Archive for February, 2018
Market Madness
After many months of very smooth sailing and steady uptrend, the markets seemed to turn on a dime last week and produced two largest point drops in the Dow in history (both over 1,000 points) within the same week. There wasn’t any apparent reason for this sudden turbulence, but of course many market pundits rushed in to explain it. The consensus seems to be that the market dropped because everything is great. Too great, that is — an expanding economy, low unemployment rate, and generally favorable business climate — may awaken inflation leading to higher interest rates. It is true that in theory, higher interest rates put a damper in stocks, as bonds, traditional competition to stocks, become more attractive. The question is, how much higher will interest rates rise?
But these same concerns were valid one week ago, one month ago, and one year ago. Yet the market dropped this week. The simple reason behind it, as is the case in any market drop, was because there were more sellers than the buyers. That’s it. As it why it happened now — well, it had to happen sometime. A correction, or drop of at least 10% from the top, is a very common occurrence and happens, on average, every 18 months or so. The last one was in 2016, 2 years ago. Also, as I mentioned before, we had a very calm and rising market last year. We were overdue. By the way, just this week the market experienced more 1% fluctuations than in whole 2017!

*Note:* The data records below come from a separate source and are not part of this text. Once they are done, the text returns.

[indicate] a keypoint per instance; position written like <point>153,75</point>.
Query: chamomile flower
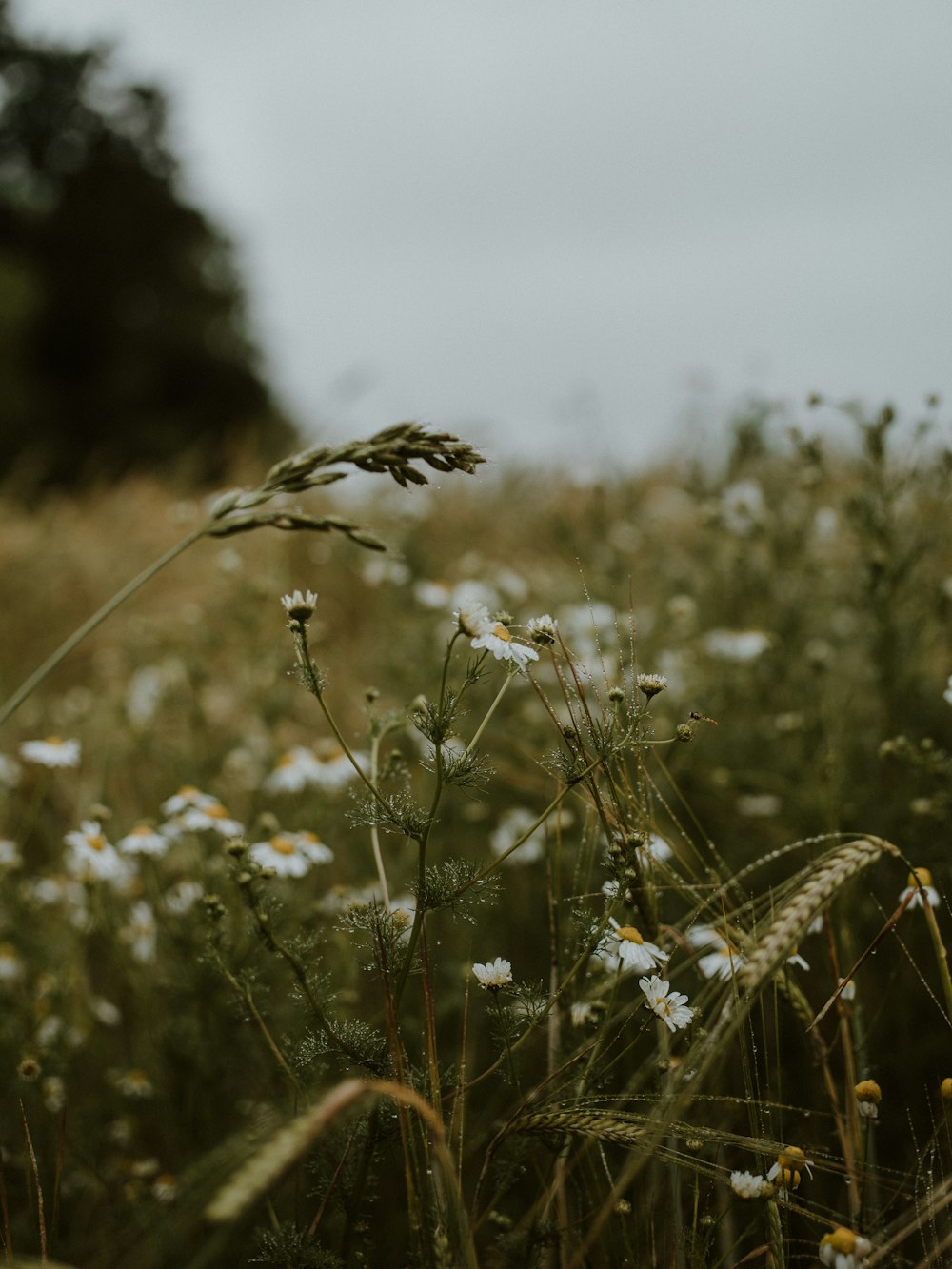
<point>295,770</point>
<point>494,974</point>
<point>724,961</point>
<point>291,854</point>
<point>187,797</point>
<point>472,618</point>
<point>544,629</point>
<point>921,880</point>
<point>300,606</point>
<point>52,751</point>
<point>91,856</point>
<point>212,819</point>
<point>844,1249</point>
<point>627,951</point>
<point>141,933</point>
<point>334,768</point>
<point>512,823</point>
<point>787,1170</point>
<point>503,646</point>
<point>670,1006</point>
<point>746,1185</point>
<point>144,841</point>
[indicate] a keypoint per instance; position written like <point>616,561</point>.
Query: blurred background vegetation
<point>125,342</point>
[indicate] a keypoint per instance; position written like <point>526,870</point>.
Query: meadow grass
<point>535,891</point>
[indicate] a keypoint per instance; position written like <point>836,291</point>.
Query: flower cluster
<point>486,632</point>
<point>670,1006</point>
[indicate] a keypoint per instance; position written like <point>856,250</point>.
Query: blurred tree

The 4-digit point drops in the Dow, while impressive, don’t even make it to top 20 in terms of percentage drops. For now, I think this is typical garden variety correction. Historically, it takes an average of 4 months for the markets to recover to prior highs. Of course, more pain can always be ahead, but I don’t think this correction will turn to a full-fledged bear market (a drop of at least 20%). For that, a recession is usually required, and current economic situation is just too strong to allow that to happen.
After this drop, S&P 500 forward PE is at 16.3, very close to its 5-year average of 16, but still higher than it 10-year average of 14.3. In 2018, earnings are projected to rise 18.5% and revenue by 6.5%. Full three quarters of the companies reported positive earnings and revenue surprises for Q4 2017, so the analysts keep rising their earnings targets. My advice at this point, as always, is to keep calm and stick with high quality companies with strong fundamentals.